Yesterdays attempts had some promise. What I really want to end up with is two different models showing the structure of atoms. One the Rutherford idea and one Thomson’s Plum Pudding idea. Eric Rogers had a couple of sketches in Physics for the Enquiring Mind:
One of the weaknesses of my teaching of this is that I don’t think I sufficiently explained the outcome of shooting the marbles across the two models. I think that’s pretty common as you can only buy the Rutherford model. (The Rutherford model is top left and the two bottom right). So I’d like to be able to make a Thomson Plum Pudding model (top right) and a Rutherford one in this workshop. Then you can clearly see that one gives lots of deflections but smaller (Thomson) and one gives lots of very small deflections or no deflection, plus the occasional very large deflection (Rutherford).
This is the “workshop” in the other sense of the word:
So we aren’t talking complicated tooling here. Heat gun, on the right, is the main tool for this.
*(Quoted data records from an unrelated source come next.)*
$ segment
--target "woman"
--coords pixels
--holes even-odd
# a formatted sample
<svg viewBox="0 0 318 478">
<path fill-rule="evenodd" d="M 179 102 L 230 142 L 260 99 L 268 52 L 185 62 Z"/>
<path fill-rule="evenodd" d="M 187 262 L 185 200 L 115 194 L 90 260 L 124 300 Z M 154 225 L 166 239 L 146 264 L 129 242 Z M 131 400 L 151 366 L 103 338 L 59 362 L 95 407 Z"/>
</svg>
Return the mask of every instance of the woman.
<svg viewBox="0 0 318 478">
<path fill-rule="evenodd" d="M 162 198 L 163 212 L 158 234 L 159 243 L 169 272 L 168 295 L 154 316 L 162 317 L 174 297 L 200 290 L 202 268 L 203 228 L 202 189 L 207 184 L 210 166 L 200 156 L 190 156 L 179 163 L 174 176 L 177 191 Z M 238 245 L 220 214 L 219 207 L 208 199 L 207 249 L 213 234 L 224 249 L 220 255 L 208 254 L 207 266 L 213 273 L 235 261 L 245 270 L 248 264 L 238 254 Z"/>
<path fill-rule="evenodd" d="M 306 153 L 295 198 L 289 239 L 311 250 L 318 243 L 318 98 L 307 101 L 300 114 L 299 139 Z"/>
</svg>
Today I produced a Rutherford model that I think I’d be happy to use in class:
It’s not perfect but it is better than yesterdays attempt. Near enough for me to get away with it. I’ve yet to try rolling marbles at it though. It’s not going to be an inverse square curve but I’m not thinking that I’d use this quantitatively any way.
The first Thomson attempt didn’t go as well.
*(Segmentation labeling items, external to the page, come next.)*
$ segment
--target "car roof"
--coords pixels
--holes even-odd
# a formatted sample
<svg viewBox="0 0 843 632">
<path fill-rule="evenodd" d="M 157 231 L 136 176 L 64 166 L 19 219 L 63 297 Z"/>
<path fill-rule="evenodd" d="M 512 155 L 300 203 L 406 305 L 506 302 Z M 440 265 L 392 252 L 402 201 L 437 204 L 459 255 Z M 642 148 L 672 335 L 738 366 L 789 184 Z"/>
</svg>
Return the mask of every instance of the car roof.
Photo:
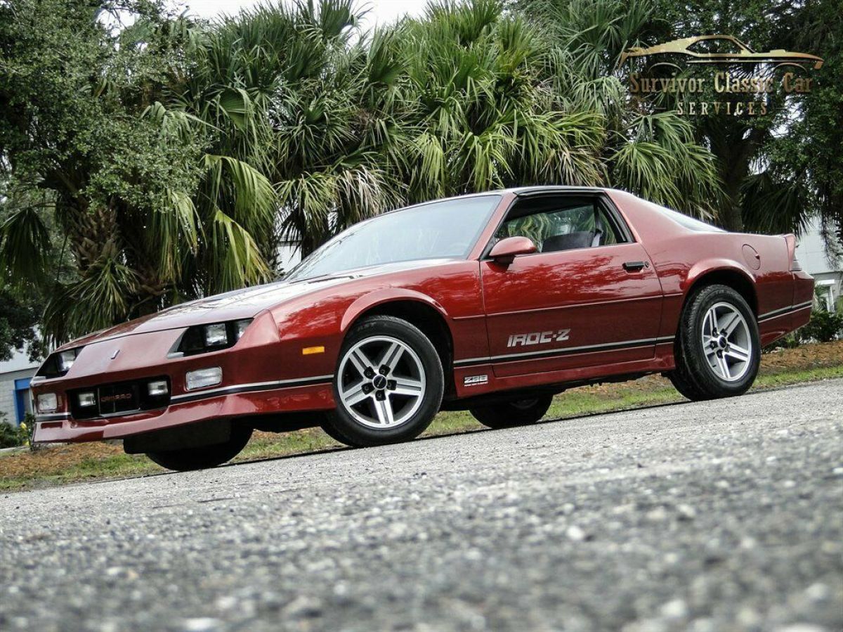
<svg viewBox="0 0 843 632">
<path fill-rule="evenodd" d="M 402 206 L 398 208 L 384 211 L 384 213 L 380 213 L 373 217 L 363 219 L 362 222 L 368 222 L 370 219 L 383 217 L 384 215 L 388 215 L 391 213 L 405 211 L 409 208 L 416 208 L 418 207 L 426 206 L 436 202 L 444 202 L 445 200 L 461 200 L 468 197 L 481 197 L 487 195 L 506 195 L 507 193 L 514 194 L 519 197 L 529 197 L 530 196 L 542 195 L 545 193 L 605 193 L 606 192 L 611 190 L 612 189 L 605 186 L 572 186 L 569 185 L 535 185 L 532 186 L 513 186 L 507 189 L 491 189 L 490 191 L 481 191 L 476 193 L 464 193 L 463 195 L 438 197 L 432 200 L 426 200 L 425 202 L 418 202 L 415 204 L 409 204 L 407 206 Z M 361 224 L 362 224 L 362 222 L 361 222 Z"/>
</svg>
The plate (positive “pudding”) with valve ends (“plum” electrons) on is the former, I want the inverse of that. I tried it with this thin white plastic but it seems to heat unevenly. I was hoping it would just sag down onto the plate and stick up where the valves were. When you turn it over you’d see a low hump with depressions in it – like the drawing in the first picture, top right. That’s looking much trickier.